Simple sería, por ejemplo, que se aprobara el proyecto de ley presentado por el senador colorado Pedro Bordaberry para aumentar la cantidad de días de clase que tienen al año todos los niveles de la Administración Nacional de Educación Pública (ANEP): Primaria, Secundaria y UTU. “Tenemos algunos años con 160, 170, y hay países con 220, 240 días. Los países que les va bien en las pruebas PISA tienen más horas de clase que nosotros”, argumentó Bordaberry, que quiere llevar las clases a un mínimo de 200 días. Algo simple que cambiaría la vida de muchos.
De la misma forma, también sería una verdadera revolución de las cosas simples que se ataque la burocracia pensando en el beneficio de la mayoría de la población y no solo cuidando a los funcionarios públicos que la ejercen. Que se ponga en el centro del sistema al ciudadano y que se combatan trancas injustificadas que abundan en algunos rincones del Estado y que van en contra de la buena gestión y el sentido común. Hay mucho para hacer ahí, de lo simple, y casi nada se hace.
Otro capítulo es lo que ocurre con el sistema de salud mutual, por ejemplo. Debería ser simple recortar ciertos sueldos millonarios en algunas mutualistas para otorgar más recursos a la mejora de la atención de sus socios. ¿Es tan complicado poner a los usuarios primero en lugar de seguir administrando solo para unos pocos?

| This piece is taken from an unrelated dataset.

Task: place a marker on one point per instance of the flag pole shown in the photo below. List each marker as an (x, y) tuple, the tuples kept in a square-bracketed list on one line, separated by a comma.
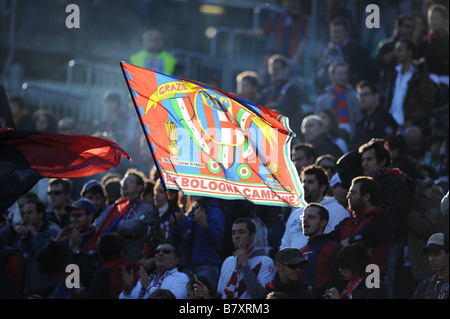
[(172, 211)]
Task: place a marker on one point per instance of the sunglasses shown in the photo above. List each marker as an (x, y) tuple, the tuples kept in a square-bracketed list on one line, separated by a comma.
[(164, 250), (293, 267), (56, 193)]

Y yendo a cuestiones más urgentes, también es simple y puede llegar a ser una revolución que los niños, aunque no voten, empiecen a estar en el centro de las acciones públicas. Una recientemente aprobada ley, impulsada por la entonces diputada y hoy ministra de Salud Pública, Cristina Lustemberg, estuvo años sin ser votada, aunque lo único que perseguía era unificar los esfuerzos de las distintas oficinas públicas para que el Estado pueda atender mejor a los niños que más lo necesitan. Ahora hay que aplicarla. Debería ser simple, aunque es probable que no lo sea.
Hay muchos ejemplos más. Todos son de revoluciones simples como para concretar. Pero, antes, el cambio se debe dar dentro del sistema político, para que pueda tener un poco más de credibilidad, porque no hay revolución si no hay confianza.
Por ejemplo, terminar con aquello de los “amigos de los amigos”, o la “lista de correligionarios” para atenderlos mejor desde la administración pública, o los favores políticos y las famosas “gauchadas”, que no son otra cosa que clientelismo político o directamente corrupción.
Lo ocurrido recientemente en la Intendencia de Soriano, donde hay más de 30 personas implicadas, incluido el exjefe comunal Guillermo Besozzi, es un ejemplo de lo que está mal y se debe cambiar en la política. En su defensa, Besozzi argumenta que si se repitiera el mismo criterio judicial con todos, estarían los 19 intendentes presos. ¿Y si tiene razón? ¿No será ese el problema? Son nimiedades, dicen otros para defenderlo. Pero no lo son. En todo caso pueden ser esas las fallas que parecen simples pero que necesitan una revolución.
Porque, otra vez, sería una verdadera revolución que todos los políticos se saquen algunos de los privilegios con los que cuentan, que no defiendan más a sus compañeros procesados por la Justicia, que no traten de forma preferencial a sus correligionarios con respecto al resto, que dejen de pensar casi exclusivamente en las próximas elecciones y que puedan ponerse de acuerdo en las cuestiones más importantes. Simple y revolucionario, como les gusta enunciarlo.